Once the inference has been calculated on the Ethos-U subsystem, the message
process writes an *inference response* message into the response queue in shared
memory, executes cache maintenance if needed, and raises an IRQ.

On the Linux side the IRQ is handled and cleared. The IRQ bottom handler is a
separate kernel thread responsible for reading the message queue. When the
inference response message is received it updates the status of the inference
and unblocks any waiting user space processes.

![Run inference](docs/kernel_inference.svg "Run inference")

# Multi subsystem

The Ethos-U subsystem is also referred to as the *ML Island*. A device with
multiple subsystems is therefor called both *Multi Subsystem* and *Multi
Island*. A subsystem may contain a single- or multiple NPUs, also referred to as
*multi NPU subsystem*.

The NPUs within a subsystem must be of identical configuration. However, NPUs
belonging to separate subsystems may be of different architectures.

For each subsystem there is a device tree entry, which will result in a separate
device node `/dev/ethosu<nr>` being created by the Ethos-U kernel driver. For
multi NPU subsystems there will still only be one device node per subsystem. The
distribution of inferences within a subsystem is handled by the software running
on the Cortex-M.

Buffers used to store networks, IFMs and OFMs are allocated from the device
node. This is because only the device node knows where to allocate the memory
and how to translate Linux logical addresses to subsystem DMA addresses. As a
consequence buffers, networks and inferences are bound to a device node and
can't be easily moved.

# Licenses

The kernel drivers are provided under a GPL v2 license. All other software
componantes are provided under an Apache 2.0 license.

Please see [LICENSE-APACHE-2.0.txt](LICENSE-APACHE-2.0.txt) and
[LICENSE-GPL-2.0.txt](LICENSE-GPL-2.0.txt) for more information.

# Contributions

The Arm Ethos-U project welcomes contributions under the Apache-2.0 license.
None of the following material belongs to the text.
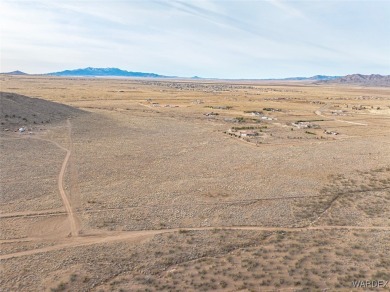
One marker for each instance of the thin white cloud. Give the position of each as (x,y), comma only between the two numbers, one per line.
(242,39)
Before we can accept your contribution, you need to certify its origin and give
us your permission. For this process we use the Developer Certificate of Origin
(DCO) V1.1 (https://developercertificate.org).

To indicate that you agree to the terms of the DCO, you "sign off" your
contribution by adding a line with your name and e-mail address to every git
commit message. You must use your real name, no pseudonyms or anonymous
contributions are accepted. If there are more than one contributor, everyone
adds their name and e-mail to the commit message.

```
Author: John Doe \<john.doe@example.org\>
Date:   Mon Feb 29 12:12:12 2016 +0000

Title of the commit

Short description of the change.

Signed-off-by: John Doe john.doe@example.org
Signed-off-by: Foo Bar foo.bar@example.org
```

The contributions will be code reviewed by Arm before they can be accepted into
the repository.

# Security

Please see [Security](SECURITY.md).

# Trademark notice

Arm, Cortex and Ethos are registered trademarks of Arm Limited (or its
subsidiaries) in the US and/or elsewhere.